Our Tasty Tempeh Taco “Meat” is delicious on Tuesdays and every day of the week.
1 Tablespoon sage
2 teaspoons chili powder
2 teaspoons smokey paprika
1 teaspoons onion powder
1 teaspoons garlic powder
1 teaspoon red pepper flakes
1/2 teaspoon salt (optional)
1/2 teaspoon pepper
8 ounces tempeh
1/4 cup Balsamic vinegar
1 red onion
1/4 – 1/2 cup boiling water
3 Tablespoons tomato paste
Preheat oven to 400oF
In a medium bowl, mix together the dry herbs and spices.
Cut the tempeh into 1/2″ chuncks and toss into the spice mix.
Sprinkle with Balsamic vinegar and mix well, coating the tempeh with spices and vinegar and set aside.
Dice the onion and carrots.
Cook them in the boiling water for 10-12 minutes.
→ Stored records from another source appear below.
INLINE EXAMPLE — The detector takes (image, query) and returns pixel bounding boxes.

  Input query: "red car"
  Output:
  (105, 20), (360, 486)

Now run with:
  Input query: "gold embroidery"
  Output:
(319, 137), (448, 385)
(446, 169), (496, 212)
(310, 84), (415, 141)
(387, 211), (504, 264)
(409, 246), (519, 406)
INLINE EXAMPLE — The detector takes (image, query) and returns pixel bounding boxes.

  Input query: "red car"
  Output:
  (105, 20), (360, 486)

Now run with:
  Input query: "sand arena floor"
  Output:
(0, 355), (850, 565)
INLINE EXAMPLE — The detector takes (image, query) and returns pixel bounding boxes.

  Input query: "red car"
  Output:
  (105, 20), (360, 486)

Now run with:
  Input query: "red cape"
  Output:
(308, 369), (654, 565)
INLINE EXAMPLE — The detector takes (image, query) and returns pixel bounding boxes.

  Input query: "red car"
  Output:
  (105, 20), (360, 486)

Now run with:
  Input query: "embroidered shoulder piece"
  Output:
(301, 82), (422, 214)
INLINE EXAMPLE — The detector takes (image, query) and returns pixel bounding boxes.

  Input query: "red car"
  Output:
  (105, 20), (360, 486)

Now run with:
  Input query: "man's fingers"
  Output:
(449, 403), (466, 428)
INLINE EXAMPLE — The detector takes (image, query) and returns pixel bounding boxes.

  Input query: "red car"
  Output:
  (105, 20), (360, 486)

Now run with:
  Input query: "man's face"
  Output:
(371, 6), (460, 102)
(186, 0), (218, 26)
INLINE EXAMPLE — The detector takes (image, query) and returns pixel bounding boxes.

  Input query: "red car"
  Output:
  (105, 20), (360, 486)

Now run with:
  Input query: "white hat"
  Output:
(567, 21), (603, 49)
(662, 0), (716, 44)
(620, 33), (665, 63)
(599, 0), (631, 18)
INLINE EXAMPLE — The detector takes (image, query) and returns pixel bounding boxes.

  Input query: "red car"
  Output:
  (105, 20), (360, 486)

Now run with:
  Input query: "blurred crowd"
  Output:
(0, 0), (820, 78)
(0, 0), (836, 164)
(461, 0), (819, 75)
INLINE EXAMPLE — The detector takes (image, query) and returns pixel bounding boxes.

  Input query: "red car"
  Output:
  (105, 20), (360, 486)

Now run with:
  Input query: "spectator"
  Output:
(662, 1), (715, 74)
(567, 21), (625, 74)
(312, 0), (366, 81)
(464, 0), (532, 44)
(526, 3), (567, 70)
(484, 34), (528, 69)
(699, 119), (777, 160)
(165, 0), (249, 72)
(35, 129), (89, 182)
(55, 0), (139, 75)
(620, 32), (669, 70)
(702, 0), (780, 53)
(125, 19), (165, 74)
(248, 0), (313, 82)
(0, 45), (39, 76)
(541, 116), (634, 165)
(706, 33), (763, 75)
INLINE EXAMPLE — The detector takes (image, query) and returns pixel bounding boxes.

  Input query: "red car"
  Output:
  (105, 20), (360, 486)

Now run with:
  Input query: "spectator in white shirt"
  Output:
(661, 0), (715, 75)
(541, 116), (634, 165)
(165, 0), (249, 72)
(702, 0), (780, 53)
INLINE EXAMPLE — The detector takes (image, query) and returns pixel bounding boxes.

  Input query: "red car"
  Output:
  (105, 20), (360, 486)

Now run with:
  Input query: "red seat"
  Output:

Meanwhile, spread tempeh evenly on a sheet pan lined with parchment paper and bake in the oven for 10 to 12 minutes; tempeh will start to brown.
Remove tempeh from the oven.
When carrots are soft, add the tomato paste.
Simmer the vegetables for 5 to 7 minutes until they are coated with tomato paste and water mixture.
Add the vegetables to the sheet pan and mix with the browned baked tempeh.
Cover with parchment paper and then with foil (the parchment protects the food from the foil). Alternatively you may put the tempeh/vegetable mixture in a covered baking dish. Bake for an additional 15 minutes.
Serve our Tasty Tempeh Taco “Meat” with your favorite Beans, Whole Grains, Avocado and our Cashew Cheese Fondue for a splendid Taco Tuesday!